In queste ipotesi – conclude la Corte – spettera’ al giudice una nuova valutazione dell’idoneita’ del programma di trattamento e una nuova prognosi sull’astensione dalla commissione di ulteriori reati, tenendo conto della natura e della gravita’ dei reati oggetto del nuovo procedimento e del percorso di riparazione e risocializzazione gia’ compiuto durante la prima messa alla prova.

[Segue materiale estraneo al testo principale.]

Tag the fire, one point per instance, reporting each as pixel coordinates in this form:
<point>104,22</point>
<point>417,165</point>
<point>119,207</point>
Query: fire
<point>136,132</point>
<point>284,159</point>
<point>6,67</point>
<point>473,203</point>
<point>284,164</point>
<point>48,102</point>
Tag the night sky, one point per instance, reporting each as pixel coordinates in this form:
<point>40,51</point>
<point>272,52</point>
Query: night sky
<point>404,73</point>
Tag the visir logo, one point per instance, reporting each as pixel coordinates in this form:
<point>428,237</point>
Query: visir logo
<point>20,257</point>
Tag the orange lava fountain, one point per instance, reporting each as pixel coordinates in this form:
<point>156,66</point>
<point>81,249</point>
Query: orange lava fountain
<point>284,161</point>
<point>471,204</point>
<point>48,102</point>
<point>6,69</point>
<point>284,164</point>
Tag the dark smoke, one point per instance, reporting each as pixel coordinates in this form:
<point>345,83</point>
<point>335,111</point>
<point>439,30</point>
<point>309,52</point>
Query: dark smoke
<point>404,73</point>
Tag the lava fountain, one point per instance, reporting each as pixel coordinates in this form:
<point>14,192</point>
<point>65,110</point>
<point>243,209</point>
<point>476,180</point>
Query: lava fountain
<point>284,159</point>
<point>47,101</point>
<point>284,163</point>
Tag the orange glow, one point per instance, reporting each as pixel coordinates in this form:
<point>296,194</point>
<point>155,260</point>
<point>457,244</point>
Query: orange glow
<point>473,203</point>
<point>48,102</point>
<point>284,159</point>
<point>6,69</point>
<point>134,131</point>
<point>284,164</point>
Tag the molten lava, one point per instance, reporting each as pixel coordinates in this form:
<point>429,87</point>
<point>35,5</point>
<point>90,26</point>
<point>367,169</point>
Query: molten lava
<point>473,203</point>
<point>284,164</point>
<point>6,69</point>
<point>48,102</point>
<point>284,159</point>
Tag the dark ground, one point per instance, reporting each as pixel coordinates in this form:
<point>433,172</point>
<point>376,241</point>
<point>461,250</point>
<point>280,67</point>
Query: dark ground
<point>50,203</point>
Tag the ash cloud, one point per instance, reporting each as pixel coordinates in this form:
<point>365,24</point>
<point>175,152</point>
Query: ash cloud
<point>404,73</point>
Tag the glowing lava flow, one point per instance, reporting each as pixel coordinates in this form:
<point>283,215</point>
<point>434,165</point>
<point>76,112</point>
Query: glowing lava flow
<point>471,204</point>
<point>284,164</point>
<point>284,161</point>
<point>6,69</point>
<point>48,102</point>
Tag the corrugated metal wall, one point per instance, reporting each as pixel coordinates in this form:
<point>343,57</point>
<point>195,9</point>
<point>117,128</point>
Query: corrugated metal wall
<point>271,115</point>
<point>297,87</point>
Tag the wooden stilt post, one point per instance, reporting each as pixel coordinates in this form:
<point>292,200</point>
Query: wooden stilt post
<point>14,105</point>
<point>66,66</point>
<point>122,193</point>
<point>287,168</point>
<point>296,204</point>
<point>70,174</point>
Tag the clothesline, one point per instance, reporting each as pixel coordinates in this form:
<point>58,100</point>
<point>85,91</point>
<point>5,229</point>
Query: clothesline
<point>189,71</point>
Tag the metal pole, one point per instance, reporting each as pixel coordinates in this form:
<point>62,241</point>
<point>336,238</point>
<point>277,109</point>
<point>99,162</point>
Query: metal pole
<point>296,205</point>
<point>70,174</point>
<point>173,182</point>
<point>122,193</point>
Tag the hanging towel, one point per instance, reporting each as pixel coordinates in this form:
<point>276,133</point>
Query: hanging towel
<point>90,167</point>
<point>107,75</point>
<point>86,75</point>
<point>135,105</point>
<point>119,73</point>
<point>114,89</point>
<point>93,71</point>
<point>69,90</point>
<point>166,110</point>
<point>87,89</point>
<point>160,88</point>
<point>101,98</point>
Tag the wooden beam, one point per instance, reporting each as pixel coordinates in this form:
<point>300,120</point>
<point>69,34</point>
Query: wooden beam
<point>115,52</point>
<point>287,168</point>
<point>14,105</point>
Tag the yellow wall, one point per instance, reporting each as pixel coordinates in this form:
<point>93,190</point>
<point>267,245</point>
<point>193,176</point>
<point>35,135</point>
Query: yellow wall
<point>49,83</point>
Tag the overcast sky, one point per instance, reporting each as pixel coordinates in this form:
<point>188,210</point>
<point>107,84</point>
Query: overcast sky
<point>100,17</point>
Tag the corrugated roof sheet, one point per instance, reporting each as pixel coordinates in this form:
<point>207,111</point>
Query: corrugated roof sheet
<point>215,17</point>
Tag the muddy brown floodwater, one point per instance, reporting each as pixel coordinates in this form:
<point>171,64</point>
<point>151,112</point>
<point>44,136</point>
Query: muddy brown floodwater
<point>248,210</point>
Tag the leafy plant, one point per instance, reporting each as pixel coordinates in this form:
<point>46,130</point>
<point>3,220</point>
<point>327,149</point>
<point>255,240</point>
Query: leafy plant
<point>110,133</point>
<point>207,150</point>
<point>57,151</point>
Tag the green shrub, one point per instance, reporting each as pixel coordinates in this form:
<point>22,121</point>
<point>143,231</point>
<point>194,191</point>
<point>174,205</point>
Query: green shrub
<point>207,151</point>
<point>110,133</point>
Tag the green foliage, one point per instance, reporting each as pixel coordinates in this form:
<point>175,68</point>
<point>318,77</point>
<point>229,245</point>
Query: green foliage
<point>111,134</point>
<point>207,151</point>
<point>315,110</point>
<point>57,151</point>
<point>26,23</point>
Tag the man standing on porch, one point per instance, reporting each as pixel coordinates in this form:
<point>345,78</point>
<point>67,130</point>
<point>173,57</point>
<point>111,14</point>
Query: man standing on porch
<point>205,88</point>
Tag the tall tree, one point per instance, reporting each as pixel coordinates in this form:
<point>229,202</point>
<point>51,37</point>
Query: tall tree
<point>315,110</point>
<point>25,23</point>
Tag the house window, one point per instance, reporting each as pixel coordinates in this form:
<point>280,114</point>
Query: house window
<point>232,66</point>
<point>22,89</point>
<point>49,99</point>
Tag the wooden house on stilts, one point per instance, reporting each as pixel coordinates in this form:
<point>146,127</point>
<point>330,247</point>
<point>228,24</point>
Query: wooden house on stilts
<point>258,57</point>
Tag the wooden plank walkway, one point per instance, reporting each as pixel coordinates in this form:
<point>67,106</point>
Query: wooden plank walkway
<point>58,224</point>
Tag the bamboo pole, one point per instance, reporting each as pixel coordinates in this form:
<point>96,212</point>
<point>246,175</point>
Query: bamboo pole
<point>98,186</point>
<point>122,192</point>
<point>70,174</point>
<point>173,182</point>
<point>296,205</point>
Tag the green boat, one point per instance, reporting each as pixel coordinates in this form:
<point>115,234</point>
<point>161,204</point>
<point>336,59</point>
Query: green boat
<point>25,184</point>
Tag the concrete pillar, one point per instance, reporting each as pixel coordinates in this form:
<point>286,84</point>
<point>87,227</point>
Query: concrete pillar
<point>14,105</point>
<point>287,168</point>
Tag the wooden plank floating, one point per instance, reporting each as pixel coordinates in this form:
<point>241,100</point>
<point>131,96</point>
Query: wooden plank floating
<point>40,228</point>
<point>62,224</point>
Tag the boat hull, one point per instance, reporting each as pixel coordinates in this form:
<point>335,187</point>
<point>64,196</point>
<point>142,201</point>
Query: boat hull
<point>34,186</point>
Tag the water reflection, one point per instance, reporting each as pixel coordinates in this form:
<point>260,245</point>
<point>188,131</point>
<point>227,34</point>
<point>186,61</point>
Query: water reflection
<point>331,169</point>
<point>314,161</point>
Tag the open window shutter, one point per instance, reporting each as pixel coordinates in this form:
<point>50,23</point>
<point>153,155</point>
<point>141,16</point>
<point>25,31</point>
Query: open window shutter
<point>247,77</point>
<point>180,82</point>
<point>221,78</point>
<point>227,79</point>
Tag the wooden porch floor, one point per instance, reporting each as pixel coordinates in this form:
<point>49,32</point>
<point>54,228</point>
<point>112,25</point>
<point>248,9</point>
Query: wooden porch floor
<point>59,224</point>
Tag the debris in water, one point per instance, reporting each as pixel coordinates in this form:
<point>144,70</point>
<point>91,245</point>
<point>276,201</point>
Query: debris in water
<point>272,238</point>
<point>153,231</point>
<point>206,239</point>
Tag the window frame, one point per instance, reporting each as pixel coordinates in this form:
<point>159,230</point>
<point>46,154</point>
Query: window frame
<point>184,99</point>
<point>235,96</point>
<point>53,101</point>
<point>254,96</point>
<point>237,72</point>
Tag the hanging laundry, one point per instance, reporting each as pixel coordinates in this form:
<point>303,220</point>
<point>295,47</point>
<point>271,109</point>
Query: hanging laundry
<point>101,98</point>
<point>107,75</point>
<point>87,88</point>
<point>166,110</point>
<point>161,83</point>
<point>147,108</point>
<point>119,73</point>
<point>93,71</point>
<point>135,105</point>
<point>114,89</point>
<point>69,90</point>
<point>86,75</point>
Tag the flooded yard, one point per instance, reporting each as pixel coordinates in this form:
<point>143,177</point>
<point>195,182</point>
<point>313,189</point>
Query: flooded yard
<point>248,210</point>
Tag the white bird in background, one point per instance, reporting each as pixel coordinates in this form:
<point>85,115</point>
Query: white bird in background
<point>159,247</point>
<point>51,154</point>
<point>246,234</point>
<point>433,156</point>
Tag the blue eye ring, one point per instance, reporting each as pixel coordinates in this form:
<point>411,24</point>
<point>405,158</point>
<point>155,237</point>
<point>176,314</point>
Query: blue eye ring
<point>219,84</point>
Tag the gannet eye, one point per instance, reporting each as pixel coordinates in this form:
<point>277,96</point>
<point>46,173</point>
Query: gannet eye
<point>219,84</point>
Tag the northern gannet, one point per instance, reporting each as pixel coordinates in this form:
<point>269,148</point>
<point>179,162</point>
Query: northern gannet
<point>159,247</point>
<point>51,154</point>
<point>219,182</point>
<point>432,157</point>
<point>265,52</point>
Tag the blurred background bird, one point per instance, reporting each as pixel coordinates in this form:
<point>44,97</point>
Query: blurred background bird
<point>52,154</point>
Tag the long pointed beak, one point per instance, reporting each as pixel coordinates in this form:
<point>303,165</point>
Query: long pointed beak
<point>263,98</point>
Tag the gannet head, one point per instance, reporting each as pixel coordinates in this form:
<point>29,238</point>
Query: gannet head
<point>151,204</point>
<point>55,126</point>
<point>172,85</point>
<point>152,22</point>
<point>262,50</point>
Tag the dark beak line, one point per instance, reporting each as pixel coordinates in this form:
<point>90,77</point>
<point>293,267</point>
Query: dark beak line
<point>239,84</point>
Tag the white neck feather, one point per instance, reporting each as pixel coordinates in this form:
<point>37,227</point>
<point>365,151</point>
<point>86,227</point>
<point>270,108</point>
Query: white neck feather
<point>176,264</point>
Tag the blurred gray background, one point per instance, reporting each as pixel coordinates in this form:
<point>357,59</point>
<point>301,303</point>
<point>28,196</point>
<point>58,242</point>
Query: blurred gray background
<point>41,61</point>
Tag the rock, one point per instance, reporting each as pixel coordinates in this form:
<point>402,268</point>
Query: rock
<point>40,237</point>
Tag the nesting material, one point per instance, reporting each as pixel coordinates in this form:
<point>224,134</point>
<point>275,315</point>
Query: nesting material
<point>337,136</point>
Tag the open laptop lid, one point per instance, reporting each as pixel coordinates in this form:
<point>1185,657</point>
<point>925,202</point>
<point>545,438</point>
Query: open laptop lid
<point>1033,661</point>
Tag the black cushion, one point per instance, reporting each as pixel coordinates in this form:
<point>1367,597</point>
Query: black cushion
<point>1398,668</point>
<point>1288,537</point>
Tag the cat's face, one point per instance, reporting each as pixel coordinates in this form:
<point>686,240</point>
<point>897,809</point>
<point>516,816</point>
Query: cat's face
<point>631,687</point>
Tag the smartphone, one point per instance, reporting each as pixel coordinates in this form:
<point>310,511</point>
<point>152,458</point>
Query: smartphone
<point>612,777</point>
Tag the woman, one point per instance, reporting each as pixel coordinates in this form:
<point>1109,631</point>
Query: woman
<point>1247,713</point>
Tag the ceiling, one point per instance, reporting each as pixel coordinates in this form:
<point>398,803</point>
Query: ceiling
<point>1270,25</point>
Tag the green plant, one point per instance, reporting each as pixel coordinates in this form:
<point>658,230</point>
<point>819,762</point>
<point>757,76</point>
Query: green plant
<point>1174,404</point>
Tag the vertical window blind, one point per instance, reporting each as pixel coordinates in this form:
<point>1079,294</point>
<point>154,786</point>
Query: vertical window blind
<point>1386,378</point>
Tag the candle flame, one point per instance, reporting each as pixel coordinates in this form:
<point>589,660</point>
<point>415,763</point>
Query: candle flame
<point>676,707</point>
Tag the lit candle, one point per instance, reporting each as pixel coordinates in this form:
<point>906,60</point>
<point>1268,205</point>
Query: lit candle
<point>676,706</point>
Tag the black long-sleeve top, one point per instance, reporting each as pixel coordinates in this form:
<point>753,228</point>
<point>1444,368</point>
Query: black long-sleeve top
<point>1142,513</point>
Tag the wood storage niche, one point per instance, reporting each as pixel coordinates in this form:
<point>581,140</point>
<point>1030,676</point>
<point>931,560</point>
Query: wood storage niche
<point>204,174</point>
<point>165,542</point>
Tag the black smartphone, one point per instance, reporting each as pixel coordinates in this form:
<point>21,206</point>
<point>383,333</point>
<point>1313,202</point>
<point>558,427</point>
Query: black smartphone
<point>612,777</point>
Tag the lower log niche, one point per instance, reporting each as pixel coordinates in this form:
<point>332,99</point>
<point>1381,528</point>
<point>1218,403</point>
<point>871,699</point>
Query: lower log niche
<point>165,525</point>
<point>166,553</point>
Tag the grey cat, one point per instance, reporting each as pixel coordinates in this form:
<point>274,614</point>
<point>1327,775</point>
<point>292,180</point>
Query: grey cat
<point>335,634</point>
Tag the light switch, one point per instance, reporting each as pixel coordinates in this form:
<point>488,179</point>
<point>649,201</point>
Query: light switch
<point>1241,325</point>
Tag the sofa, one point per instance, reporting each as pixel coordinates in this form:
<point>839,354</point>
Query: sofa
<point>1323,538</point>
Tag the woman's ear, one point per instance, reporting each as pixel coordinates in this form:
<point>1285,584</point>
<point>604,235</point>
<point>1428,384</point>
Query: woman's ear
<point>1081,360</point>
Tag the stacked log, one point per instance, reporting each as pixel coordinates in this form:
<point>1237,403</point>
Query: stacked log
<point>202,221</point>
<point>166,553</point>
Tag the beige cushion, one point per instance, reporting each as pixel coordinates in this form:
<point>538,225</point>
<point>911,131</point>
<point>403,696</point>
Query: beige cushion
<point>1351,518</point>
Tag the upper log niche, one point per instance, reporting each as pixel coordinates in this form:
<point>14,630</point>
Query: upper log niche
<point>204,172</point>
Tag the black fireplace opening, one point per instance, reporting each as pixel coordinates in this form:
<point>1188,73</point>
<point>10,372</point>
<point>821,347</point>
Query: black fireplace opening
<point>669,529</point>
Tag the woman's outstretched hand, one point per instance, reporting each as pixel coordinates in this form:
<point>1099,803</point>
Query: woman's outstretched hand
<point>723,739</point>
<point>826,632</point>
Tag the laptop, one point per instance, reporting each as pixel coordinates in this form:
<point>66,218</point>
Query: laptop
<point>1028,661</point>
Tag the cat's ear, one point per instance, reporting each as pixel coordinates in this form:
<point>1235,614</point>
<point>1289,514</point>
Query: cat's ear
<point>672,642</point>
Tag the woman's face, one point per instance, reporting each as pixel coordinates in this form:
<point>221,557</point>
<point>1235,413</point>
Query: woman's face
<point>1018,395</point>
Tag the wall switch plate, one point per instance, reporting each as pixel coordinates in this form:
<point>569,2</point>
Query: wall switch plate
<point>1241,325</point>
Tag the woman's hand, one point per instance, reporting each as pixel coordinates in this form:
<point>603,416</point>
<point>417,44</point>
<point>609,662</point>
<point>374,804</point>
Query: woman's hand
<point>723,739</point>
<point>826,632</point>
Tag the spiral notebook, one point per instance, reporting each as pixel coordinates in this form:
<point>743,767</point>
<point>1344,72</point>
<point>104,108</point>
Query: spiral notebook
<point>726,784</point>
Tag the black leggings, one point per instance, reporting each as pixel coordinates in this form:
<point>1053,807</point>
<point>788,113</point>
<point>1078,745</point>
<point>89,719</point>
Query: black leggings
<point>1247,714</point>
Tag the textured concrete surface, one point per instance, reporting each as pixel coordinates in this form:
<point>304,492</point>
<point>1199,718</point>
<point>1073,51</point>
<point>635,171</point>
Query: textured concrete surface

3. Se cio’ vale, dunque, per una pluralita’ di reati avvinti per continuazione, a maggior ragione tale percorso argomentativo e la lettura normativa che su di esso si fonda debbono trovare applicazione qualora il reato commesso sia uno soltanto, benche’ a consumazione prolungata, come nel caso della reiterata violazione degli obblighi di assistenza familiare (sulla natura di tale reato, vds., in particolare, Sez. 6, n. 11780 del 21/01/2020, P., Rv. 278722).
Peraltro, proprio tale natura del reato permette di superare l’argomento speso dalla Corte d’appello nel senso dell’inesistenza del vincolo della continuazione tra le condotte giudicate nel presente processo e quelle per le quali, nel precedente e distinto giudizio, l’imputata e’ stata ammessa alla prova: affermazione – quella dei giudici d’appello – sostanzialmente apodittica e meritevole, invece, di adeguata giustificazione, sol che si pensi alla identita’ di quei comportamenti, alla loro continuita’ e contiguita’ (fino al 30 dicembre 2015, nell’altro processo; da gennaio 2016, in questo), alla riconducibilita’ di essi al medesimo provvedimento impositivo del relativo obbligo.
4. La sentenza impugnata dev’essere, dunque, annullata.
Rimane ferma, ovviamente, la necessita’ di valutare se, alla luce del perdurare dell’inadempimento oltre il periodo di tempo tenuto in considerazione ai fini della messa alla prova nel precedente processo, vi siano gli estremi per l’estensione di quel beneficio anche per il segmento ulteriore della condotta delittuosa del quale la ricorrente e’ imputata in questo processo: valutazione, ovviamente, che e’ tutta di merito e che, percio’, dev’essere rimessa al giudice competente, rinviandogli gli atti.
P.Q.M.
Annulla la sentenza impugnata con rinvio per nuovo giudizio ad altra sezione della Corte di appello di Brescia.
Così deciso in Roma, il 18 gennaio 2023.